The new Colombian ambassador in Caracas said Tuesday (30) that the President of Venezuela, Nicolas Maduro, and Colombia, Gustavo Petro, may meet for the first time in October after restoring bilateral relations after three years of division.
“We are planning to see if it could be in October,” Ambassador Armando Benedetti said in response to a reporter’s question about a possible meeting between the two presidents after his meeting with the Speaker of the Venezuelan Parliament, Jorge Rodriguez.
Benedetti, 54, arrived in Venezuela on Sunday and handed his credentials to Maduro on Monday, officially resuming ties that were severed in 2019, when then-president Ivan Duque’s government recognized opposition leader Juan Guaido as a “responsible president”. On the questions surrounding Maduro’s re-election.
Benedetti and Maduro talked about “various topics,” including energy, the ambassador said, without going into further details.
The new Venezuelan ambassador to Colombia, former Foreign Minister Felix Placencia, also arrived in Bogota on Sunday.
There is still no date for the reopening of the partially closed border crossings to vehicles in 2015 and all of 2019 when they were restricted to pedestrians.
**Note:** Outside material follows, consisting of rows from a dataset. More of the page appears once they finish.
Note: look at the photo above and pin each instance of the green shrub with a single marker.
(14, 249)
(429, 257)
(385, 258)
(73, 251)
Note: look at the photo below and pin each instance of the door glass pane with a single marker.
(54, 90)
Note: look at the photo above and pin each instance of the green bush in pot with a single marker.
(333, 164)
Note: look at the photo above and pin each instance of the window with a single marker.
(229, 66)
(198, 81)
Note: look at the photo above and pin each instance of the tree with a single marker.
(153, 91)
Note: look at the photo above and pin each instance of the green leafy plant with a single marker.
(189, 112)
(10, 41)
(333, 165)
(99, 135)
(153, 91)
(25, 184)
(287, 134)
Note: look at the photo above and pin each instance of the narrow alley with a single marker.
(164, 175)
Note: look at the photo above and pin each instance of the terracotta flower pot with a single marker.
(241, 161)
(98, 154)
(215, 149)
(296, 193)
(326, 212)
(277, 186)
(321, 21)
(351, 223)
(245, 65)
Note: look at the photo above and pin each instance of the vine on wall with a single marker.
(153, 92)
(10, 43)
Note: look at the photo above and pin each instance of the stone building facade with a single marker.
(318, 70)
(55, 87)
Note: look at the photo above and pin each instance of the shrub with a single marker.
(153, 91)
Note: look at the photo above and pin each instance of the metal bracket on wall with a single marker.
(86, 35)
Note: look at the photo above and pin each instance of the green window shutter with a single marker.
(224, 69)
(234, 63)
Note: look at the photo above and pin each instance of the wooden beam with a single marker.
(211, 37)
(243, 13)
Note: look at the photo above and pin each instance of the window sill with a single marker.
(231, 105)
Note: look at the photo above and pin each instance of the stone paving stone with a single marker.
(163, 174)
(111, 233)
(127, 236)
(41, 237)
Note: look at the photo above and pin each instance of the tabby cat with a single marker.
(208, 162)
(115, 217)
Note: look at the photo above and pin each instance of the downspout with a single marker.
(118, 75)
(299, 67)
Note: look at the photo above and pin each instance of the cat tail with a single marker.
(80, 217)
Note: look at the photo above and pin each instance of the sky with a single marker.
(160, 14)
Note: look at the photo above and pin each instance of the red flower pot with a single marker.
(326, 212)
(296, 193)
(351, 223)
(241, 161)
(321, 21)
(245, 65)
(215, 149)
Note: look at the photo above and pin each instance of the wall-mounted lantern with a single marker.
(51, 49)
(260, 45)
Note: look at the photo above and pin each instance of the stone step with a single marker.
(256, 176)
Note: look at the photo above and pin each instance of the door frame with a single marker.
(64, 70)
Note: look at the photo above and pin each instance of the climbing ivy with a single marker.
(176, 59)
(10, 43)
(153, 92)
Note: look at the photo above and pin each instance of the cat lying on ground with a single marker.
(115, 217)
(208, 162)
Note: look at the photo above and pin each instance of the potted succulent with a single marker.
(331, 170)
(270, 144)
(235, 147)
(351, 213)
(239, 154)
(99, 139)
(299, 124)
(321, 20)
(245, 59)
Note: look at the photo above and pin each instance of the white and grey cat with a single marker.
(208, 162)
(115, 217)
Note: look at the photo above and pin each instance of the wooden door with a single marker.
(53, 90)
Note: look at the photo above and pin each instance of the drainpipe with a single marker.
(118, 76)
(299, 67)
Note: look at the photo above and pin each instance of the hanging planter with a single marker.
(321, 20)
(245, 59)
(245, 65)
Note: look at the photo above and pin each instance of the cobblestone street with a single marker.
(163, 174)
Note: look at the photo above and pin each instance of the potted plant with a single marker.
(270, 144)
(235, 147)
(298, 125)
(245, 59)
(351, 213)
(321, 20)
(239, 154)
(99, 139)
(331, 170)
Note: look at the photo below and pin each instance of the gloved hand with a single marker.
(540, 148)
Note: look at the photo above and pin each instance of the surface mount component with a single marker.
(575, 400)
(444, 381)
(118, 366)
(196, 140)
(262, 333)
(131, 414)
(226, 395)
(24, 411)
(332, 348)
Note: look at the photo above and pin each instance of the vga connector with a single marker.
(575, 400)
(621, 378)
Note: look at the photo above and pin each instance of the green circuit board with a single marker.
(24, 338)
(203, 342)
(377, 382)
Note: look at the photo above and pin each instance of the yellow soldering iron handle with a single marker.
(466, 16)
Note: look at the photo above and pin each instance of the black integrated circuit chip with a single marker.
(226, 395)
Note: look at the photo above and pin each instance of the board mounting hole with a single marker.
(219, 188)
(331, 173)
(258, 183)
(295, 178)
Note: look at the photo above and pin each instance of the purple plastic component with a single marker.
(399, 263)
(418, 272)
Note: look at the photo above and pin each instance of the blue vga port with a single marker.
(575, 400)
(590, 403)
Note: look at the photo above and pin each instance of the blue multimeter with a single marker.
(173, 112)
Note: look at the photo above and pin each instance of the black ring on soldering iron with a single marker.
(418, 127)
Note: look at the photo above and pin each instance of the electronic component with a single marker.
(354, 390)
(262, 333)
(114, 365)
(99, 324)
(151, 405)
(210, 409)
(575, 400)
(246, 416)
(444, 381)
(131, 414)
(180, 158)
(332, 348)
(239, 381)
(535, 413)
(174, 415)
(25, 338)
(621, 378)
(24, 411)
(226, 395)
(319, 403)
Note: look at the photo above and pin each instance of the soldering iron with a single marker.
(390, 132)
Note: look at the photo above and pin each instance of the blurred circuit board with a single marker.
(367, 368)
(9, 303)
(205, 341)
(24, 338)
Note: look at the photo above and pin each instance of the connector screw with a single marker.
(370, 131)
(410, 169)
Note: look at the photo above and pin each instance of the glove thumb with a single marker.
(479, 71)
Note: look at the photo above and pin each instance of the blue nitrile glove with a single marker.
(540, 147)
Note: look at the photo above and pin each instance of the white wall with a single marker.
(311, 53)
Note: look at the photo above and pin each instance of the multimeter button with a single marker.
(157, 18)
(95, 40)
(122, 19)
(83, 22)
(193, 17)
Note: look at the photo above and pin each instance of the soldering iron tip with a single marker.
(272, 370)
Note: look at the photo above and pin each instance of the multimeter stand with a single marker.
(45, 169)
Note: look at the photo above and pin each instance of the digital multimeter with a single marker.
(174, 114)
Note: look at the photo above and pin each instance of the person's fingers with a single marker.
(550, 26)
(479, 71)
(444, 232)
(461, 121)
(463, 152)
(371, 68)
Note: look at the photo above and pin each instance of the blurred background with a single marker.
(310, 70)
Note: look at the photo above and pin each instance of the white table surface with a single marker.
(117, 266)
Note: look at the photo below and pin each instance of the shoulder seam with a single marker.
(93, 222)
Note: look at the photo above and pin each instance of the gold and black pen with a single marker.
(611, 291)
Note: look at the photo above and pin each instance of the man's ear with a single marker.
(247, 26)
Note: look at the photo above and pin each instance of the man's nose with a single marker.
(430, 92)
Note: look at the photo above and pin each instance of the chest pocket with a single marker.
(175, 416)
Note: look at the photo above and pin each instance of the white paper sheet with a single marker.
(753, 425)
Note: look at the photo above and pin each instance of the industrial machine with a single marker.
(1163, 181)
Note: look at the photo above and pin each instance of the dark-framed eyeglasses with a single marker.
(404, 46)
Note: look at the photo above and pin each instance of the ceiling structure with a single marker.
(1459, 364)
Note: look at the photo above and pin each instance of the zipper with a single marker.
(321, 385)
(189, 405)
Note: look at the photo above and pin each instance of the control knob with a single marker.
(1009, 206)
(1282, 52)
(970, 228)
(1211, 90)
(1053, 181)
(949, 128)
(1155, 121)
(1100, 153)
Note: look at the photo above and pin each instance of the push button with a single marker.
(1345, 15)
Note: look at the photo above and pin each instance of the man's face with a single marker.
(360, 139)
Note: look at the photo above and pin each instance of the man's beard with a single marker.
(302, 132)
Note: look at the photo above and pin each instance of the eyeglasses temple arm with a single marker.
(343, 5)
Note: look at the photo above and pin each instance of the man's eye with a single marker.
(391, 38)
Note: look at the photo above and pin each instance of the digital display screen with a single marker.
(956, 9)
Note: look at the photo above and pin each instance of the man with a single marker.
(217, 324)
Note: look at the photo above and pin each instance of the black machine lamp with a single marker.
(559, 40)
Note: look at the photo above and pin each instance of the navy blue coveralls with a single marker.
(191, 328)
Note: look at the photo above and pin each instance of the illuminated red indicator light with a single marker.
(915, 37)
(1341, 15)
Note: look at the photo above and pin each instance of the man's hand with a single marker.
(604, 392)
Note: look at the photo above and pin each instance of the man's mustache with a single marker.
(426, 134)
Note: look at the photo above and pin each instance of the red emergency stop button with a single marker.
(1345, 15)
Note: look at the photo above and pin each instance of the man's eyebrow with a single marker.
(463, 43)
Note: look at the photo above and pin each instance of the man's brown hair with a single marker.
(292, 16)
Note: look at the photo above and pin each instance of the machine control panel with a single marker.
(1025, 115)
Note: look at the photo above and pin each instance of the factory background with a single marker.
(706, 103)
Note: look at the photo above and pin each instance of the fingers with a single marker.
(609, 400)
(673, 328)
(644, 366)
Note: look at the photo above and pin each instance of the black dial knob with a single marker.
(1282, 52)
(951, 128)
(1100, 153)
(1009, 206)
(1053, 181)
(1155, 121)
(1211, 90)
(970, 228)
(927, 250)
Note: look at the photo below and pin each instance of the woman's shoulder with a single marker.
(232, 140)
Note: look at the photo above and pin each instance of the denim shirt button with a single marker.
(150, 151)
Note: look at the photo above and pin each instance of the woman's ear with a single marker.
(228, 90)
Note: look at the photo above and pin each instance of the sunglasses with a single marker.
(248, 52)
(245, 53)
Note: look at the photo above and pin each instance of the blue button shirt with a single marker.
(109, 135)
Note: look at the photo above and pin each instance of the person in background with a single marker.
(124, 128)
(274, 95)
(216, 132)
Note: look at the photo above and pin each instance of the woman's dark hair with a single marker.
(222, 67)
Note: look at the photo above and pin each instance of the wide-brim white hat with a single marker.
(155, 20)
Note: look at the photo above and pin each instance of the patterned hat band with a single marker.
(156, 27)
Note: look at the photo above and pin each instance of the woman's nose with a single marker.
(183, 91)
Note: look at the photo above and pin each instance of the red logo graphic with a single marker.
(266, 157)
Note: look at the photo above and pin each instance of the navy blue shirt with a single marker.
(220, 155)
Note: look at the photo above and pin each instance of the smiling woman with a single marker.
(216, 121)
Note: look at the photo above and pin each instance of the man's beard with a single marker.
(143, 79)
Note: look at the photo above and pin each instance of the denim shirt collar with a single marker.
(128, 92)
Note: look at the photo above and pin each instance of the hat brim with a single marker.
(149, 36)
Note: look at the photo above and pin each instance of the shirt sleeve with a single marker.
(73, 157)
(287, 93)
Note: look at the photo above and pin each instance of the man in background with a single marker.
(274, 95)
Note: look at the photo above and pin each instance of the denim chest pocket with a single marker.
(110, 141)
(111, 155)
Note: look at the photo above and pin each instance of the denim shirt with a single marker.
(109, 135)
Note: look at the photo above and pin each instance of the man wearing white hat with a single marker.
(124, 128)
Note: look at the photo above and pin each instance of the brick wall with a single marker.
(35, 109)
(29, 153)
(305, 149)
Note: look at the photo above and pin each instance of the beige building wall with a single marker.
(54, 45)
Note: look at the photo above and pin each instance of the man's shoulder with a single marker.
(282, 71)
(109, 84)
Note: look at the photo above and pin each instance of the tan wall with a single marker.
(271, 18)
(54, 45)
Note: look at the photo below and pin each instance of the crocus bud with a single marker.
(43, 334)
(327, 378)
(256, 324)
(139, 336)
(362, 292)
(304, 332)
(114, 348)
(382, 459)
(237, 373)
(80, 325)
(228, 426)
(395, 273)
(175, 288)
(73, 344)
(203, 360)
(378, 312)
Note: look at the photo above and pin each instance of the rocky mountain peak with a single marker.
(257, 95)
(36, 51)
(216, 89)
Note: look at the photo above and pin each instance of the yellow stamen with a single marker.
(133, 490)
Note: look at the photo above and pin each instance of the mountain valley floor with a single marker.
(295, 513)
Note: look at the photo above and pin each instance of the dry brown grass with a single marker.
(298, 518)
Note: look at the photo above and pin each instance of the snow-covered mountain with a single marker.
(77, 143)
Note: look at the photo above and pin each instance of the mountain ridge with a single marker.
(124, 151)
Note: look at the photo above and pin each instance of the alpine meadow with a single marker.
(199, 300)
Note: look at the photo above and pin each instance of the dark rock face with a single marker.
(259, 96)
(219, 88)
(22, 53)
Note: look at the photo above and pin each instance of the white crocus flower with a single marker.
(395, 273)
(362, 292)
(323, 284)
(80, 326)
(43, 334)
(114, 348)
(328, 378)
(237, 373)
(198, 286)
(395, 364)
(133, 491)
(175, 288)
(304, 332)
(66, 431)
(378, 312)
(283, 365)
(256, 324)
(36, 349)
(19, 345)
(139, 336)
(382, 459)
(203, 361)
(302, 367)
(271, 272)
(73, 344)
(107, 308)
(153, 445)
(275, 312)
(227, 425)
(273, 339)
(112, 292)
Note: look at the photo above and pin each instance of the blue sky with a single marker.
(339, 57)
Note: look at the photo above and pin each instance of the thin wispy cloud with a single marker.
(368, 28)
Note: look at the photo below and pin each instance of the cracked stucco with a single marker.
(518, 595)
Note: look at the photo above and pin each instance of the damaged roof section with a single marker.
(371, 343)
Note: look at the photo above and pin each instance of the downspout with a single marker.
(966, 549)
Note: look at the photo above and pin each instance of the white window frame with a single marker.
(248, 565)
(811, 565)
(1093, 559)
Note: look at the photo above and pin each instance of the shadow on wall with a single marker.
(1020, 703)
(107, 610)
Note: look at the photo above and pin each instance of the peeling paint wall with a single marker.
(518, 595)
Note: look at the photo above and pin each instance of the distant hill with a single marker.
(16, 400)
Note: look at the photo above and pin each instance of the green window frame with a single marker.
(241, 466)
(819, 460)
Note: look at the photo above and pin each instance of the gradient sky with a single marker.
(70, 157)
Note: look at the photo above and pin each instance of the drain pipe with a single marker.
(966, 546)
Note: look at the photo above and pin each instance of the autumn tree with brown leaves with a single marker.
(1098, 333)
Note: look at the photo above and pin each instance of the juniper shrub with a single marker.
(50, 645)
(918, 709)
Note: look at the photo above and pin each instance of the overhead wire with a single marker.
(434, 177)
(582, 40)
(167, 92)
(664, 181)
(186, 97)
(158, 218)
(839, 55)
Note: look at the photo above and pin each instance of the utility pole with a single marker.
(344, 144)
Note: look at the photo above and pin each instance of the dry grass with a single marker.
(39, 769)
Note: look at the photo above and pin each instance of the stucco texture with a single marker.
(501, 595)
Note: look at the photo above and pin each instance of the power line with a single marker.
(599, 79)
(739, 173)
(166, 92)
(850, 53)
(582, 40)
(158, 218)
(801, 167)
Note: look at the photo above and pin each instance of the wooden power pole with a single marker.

Petro and Maduro expressed their readiness to “normalize” the situation on the 2,200-kilometre common border, which suffers from smuggling and the actions of irregular armed groups.
Trade between Venezuela and Colombia, which reached nearly $7.2 billion in 2008, has declined, and the Colombian-Venezuelan Integration Chamber (CAVECOL) is operating with a forecast of $800 million to $1.2 billion for this year.
The bilateral agenda also includes another key point: the issue of immigration, as thousands cross the dividing line every day, and Colombia welcomes two of the more than six million Venezuelans who, according to the United Nations, have emigrated due to the crisis in their country.